Creating the setup at Disney reportedly cost the league an estimated $170 million. And it wasn’t perfect, with some players frustrated at being isolated from family and friends, and others forced to quarantine after inadvertently or intentionally leaving the bubble.
But it worked. In a sharp contrast to the outbreaks that hobbled other leagues, the NBA season concluded October 11 with a remarkable number of Covid-19 cases: zero.
The ‘once-in-a-lifetime’ power of players in one place
Battling Covid-19 wasn’t the only issue permeating that first night of games back on July 30. There was another challenge prominently on display — one that had been building long before the coronavirus pandemic.
Almost every NBA player took a knee before the re-opening night games, wearing “Black Lives Matter” T-shirts. The courts themselves were painted with the BLM logo and some players replaced the names on their jerseys with messages like “Equality,” “Ally” and “Say Her Name.” The statements were a strong response to the deaths of George Floyd and Breonna Taylor at the hands of police.
“It all just came to a head and guys started really communicating and started realizing that you don’t have to just shut up and dribble,” Paul told CNN’s Don Lemon during the 2020 Citizen by CNN conference in September.
“Usually after the game, you just say, ‘Oh, how’s your family’ and you go your separate ways,” Paul added. “We really got a chance to connect in the bubble…to sit down at the table and figure out what we want our plan to be going forward. It was really good dialogue that happened, and I think that that was very important.”
That power of in-person connection was underscored again in August when Jacob Blake, an unarmed Black man, was shot in the back by police officers in Kenosha, Wisconsin.
The Milwaukee Bucks opted not to play their Game 5 playoff against the Orlando Magic a few nights later. Two other NBA games were quickly called off, as were five Major League Soccer and three Major League Baseball games as athletes across the country acted in solidarity with the Bucks’ players.

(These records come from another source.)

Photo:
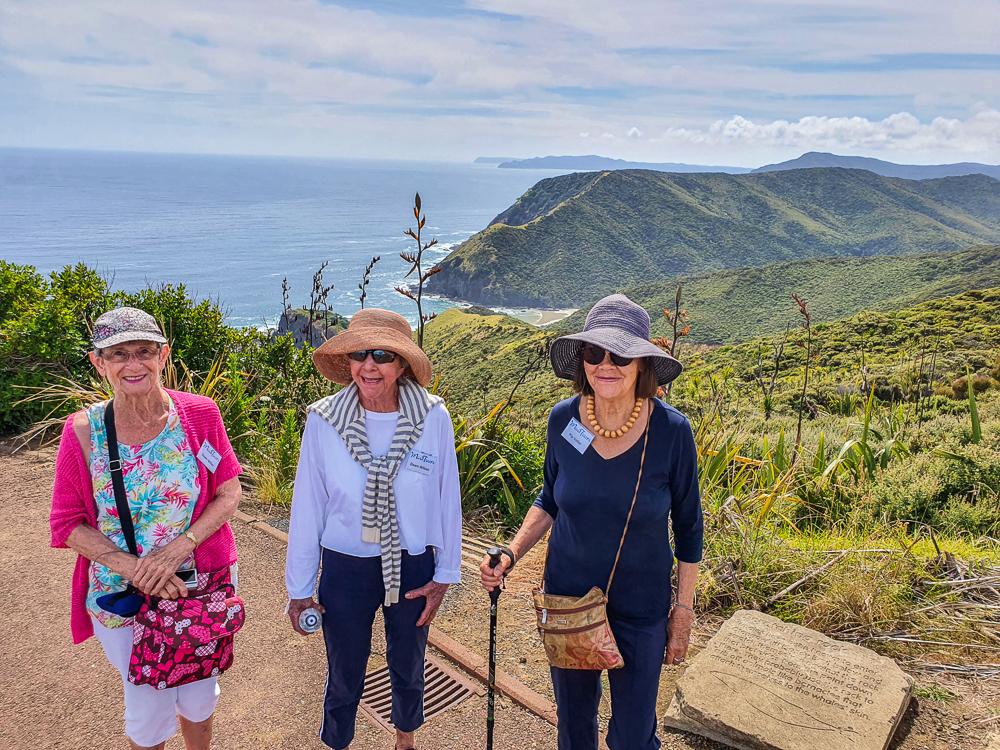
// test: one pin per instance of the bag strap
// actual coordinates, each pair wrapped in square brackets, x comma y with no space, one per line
[635,496]
[628,518]
[117,479]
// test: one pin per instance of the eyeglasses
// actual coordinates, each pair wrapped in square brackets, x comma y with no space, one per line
[594,355]
[380,356]
[121,356]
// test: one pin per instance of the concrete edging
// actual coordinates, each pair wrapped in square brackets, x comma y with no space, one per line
[464,657]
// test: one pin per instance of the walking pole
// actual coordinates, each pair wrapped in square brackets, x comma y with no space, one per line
[494,553]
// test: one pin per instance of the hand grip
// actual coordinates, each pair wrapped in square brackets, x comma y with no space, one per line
[494,553]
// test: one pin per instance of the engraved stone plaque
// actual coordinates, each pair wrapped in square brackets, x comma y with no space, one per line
[763,684]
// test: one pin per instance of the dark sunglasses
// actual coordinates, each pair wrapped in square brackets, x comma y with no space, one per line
[594,355]
[381,356]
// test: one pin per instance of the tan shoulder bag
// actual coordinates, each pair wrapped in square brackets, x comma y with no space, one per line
[575,630]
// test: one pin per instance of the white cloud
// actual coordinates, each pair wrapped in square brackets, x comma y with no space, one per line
[979,133]
[549,73]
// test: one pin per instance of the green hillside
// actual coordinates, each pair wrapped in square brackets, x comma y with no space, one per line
[480,354]
[964,329]
[726,307]
[573,238]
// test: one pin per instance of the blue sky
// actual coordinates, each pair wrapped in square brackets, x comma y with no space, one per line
[740,83]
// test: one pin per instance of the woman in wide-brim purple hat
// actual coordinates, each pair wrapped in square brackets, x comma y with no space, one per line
[596,443]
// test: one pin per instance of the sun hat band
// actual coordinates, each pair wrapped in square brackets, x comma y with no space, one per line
[619,325]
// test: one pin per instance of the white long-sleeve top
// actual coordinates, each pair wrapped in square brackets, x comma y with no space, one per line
[329,489]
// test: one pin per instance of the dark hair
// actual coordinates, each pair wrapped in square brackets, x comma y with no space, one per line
[645,384]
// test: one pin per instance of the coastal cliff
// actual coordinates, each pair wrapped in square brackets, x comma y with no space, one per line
[570,239]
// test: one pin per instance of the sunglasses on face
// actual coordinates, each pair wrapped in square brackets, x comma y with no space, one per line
[380,356]
[594,355]
[121,356]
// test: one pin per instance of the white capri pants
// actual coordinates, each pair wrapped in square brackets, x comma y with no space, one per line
[151,714]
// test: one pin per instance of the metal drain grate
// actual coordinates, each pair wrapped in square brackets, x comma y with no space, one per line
[443,689]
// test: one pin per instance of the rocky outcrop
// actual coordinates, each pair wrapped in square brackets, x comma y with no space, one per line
[296,322]
[763,684]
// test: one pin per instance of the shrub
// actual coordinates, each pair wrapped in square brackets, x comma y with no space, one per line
[980,383]
[44,334]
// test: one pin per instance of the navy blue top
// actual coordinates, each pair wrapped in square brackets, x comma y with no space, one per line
[588,498]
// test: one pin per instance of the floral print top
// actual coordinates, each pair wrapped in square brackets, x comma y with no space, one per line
[161,484]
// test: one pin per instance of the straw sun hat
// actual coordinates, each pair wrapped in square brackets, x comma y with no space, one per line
[371,328]
[619,325]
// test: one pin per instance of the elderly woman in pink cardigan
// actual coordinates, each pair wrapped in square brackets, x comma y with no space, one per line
[181,485]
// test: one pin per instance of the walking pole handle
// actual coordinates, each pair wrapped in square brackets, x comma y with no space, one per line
[494,553]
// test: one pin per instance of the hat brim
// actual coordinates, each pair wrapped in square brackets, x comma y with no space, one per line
[565,352]
[333,363]
[125,336]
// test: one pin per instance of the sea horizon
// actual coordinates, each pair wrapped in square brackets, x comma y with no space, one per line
[231,227]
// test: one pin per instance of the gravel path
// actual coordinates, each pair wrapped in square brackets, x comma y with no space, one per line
[56,695]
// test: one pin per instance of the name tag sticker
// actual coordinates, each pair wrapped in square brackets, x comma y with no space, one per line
[577,435]
[209,456]
[421,462]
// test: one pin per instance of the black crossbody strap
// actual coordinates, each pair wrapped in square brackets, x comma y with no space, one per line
[117,479]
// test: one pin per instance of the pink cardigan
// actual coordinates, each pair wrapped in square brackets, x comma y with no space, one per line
[73,497]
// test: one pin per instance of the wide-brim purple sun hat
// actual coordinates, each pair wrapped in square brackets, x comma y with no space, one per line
[619,325]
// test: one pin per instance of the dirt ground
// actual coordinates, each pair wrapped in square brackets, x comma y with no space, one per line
[56,695]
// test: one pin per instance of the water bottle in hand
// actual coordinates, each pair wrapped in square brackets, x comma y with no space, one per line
[310,620]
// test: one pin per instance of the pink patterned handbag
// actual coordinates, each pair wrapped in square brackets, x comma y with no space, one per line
[177,641]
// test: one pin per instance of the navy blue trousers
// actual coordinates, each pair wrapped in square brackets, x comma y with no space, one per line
[351,590]
[633,692]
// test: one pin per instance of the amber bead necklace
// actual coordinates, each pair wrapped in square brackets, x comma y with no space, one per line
[629,423]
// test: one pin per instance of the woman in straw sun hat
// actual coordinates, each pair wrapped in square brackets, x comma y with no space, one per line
[620,471]
[377,510]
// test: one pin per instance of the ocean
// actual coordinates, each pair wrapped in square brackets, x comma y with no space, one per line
[231,228]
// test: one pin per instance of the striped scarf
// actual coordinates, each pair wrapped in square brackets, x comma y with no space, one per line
[344,412]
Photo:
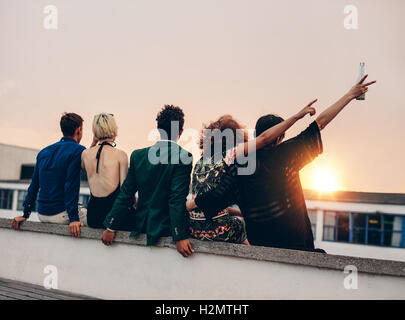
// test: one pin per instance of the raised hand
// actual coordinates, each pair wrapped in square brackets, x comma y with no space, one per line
[308,109]
[360,88]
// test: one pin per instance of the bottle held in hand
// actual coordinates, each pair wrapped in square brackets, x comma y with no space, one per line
[361,75]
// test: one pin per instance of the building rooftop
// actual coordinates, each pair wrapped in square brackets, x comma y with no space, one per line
[357,197]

“It was a once-in-a-lifetime chance for everyone to gather in a ballroom to hash out this important discussion about whether they should be playing,” said Brandt. “It’s the collective power to implement change, in action.”
Speaking broadly about social justice, Silver told Bob Costas at the Citizen by CNN conference that “I do want people to see this as the values of this league,” adding that such issues “are clearly endemic to this league where 80% of its players are Black. These are issues uniquely important, [ones] that this league has been speaking out about for such a long period.”
Roberts told The Washington Post that “this is something our fans are going to have to learn to live with…if a fan genuinely finds the idea of Black Lives Matter so offensive that they don’t want to watch basketball, I’m not losing sleep over it.”
Roberts, Paul, Silver and the entire NBA ecosystem are preparing to begin a new season on December 22 — this time in the “real world” outside of the protection of the bubble, albeit with precautions. It’s already quite different: Last week the NBA said 48 players, roughly 9% of the league, had tested positive upon reporting to training camps as cases continue to surge across the country.
The 2021 plan introduces other logistical challenges, too, with factors like the Tokyo Summer Olympics potentially encroaching on players’ schedules. But for Silver, Paul, Roberts and the rest of the NBA, it’s just another complication they’ll have to reckon with after a season like no other.
“Again, it’s something we’re going to have to work through,” Silver told Costas about the Olympics. “These are highly unique and unusual circumstances…and we’re just going to have to sort of find a way to meld and mesh those competing considerations.”